Mask $^2$ DiT’s dual-mask paradigm is distinct in its segment-specific alignment and temporal continuity objectives for video. Prior works such as MDTv2 (Gao et al., 2023) and Mask $^2$ DiT for image synthesis (Zheng et al., 2023) use masking strategies—typically on spatial tokens or class-conditioning—for accelerated training and improved context modeling in image diffusion, but do not address segment-level textual grounding or auto-regressive scene compositionality required for multi-scene video. This highlights Mask $^2$ DiT's role in establishing prompt-segment alignments within long temporal video contexts.
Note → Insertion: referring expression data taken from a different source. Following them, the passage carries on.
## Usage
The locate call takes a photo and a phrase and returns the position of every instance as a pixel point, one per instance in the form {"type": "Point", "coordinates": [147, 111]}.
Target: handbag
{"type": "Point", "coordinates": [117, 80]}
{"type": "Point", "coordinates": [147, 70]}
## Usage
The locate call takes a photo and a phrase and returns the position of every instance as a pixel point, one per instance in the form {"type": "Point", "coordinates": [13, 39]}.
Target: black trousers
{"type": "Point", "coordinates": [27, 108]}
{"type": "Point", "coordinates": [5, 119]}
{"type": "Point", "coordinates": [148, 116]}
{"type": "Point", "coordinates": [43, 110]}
7. Implications and Prospects

The dual-mask design in Mask $^2$ DiT demonstrates that precise segment-level prompt conditioning and temporal continuity can be achieved within a global self-attention framework by simple yet functionally powerful masking. The architecture enables both fixed-length and flexible, compositional video generation in an auto-regressive regimen. This approach extends the capabilities of DiT-based models, opening avenues for research into large-scale, high-coherence multi-scene video synthesis and providing a strong blueprint for further extensions in conditional and sequential generative modeling (Qi et al., 25 Mar 2025).